Le journal français le Monde a dévoilé ces derniers jours un nouveau pan du scandale SwissLeaks. À savoir une liste de pays et personnalités concernés par le transfère illégal de plus de 180 milliards d'euro dans les comptes genevois de l'HSBC. Il y a, en tout, plus de 130.000 personnes physiques ou morales dans le monde dont 44 Algériens.

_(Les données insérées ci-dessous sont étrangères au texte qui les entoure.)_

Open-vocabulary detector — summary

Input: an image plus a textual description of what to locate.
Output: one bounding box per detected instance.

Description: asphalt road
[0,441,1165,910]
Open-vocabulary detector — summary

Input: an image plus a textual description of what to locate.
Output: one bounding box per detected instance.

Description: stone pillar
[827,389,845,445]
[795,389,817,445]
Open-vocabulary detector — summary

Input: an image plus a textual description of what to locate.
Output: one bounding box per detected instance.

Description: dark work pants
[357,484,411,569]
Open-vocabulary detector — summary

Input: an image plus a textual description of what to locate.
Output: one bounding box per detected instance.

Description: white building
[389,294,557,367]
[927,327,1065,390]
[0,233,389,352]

Les révélations sur l'existence de comptes bancaires cachés qui bénéficient d'un secret bancaire aussi énigmatique que paradoxal dans un pays démocratique dont la transparence et la morale sont deux conditions sine qua non à la bonne gouvernance, est en effet un révélateur significatif des limites frappantes d'un modèle new-libéral imposé pratiquement à tous les pays du monde.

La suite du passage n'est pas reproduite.